An initial investigation in recent weeks revealed mistakes made by the clinic, according to Michigan-based Custom Biogenic Systems, the AP reported.
Two weeks ago, University Hospitals said problems with the storage tank had been occurring for weeks and that a remote alarm system meant to sound when the tank's temperature started to rise was turned off.
In a letter to about 950 affected patients, the hospital said a system that automatically fills the liquid nitrogen meant to keep the eggs and embryos frozen was not working properly, and that the clinic was manually filling the tank with nitrogen by pouring it into the top, the AP reported.
But the storage tank is not meant to be filled manually from the top and isn't designed to monitor liquid nitrogen poured into the top, Custom Biogenic Systems said.
The company also said it had nothing to do with the remote alarm system that was switched off, and that the tank functioned properly by showing a high temperature and sounding a local alarm, the AP reported.
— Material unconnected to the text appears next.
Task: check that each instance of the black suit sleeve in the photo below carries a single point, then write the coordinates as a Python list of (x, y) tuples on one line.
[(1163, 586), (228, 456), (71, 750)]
University Hospitals has said it doesn't know who shut off the remote alarm, which should have sounded when the storage tank's temperature started rising on the weekend of March 3.
In a statement Tuesday, University Hospitals said it's working with the company and others to pinpoint what happened, the AP reported.
"We intend to continue to work with the tank manufacturer to ensure this does not happen again," the hospital said. "We've been careful to not assign blame. But we've accepted responsibility."
The hospital is facing a number of lawsuits over the loss of the frozen eggs and embryos.
That incident and another one on the same day at a fertility clinic in San Francisco are the largest known losses of frozen eggs and embryos in the U.S., and led fertility centers nationwide to conduct reviews, the AP reported.
Strawberries Again Top the List of 'Dirtiest' Produce
Strawberries are once again first on a list of the 12 "dirtiest" fruits and vegetables issued by the nonprofit, nonpartisan Environmental Working Group.
Every since 2004, the group has released its Shopper's Guide to Pesticides in Produce, which ranks pesticide contamination of 47 popular fruits and vegetables, CNN reported.
In order of contamination, the others in the top "Dirty Dozen" are: spinach, nectarines, apples, grapes, peaches, cherries, pears, tomatoes, celery, potatoes and sweet bell peppers.
Each of the top 12 items tested positive for pesticide residues and contained higher concentrations of pesticides than other produce, CNN reported.
While these 12 fruits and vegetables have the highest levels of contamination, nearly 70 percent of conventionally grown (non-organic) produce samples that were tested were contaminated, according to the Environmental Working Group.
There were some grocery-aisle winners, though, too. EWG also lists its "Clean 15" -- produce containing the least amount of pesticides. Avocados topped that list, followed by sweet corn, pineapples, cabbage, onions, frozen sweet peas, papayas, asparagus, mangoes, eggplant, honeydew melon, kiwi, cantaloupe, cauliflower and broccoli.
EWG notes that less that 1 percent of samples of either avocados or sweet corn tested positive for pesticides.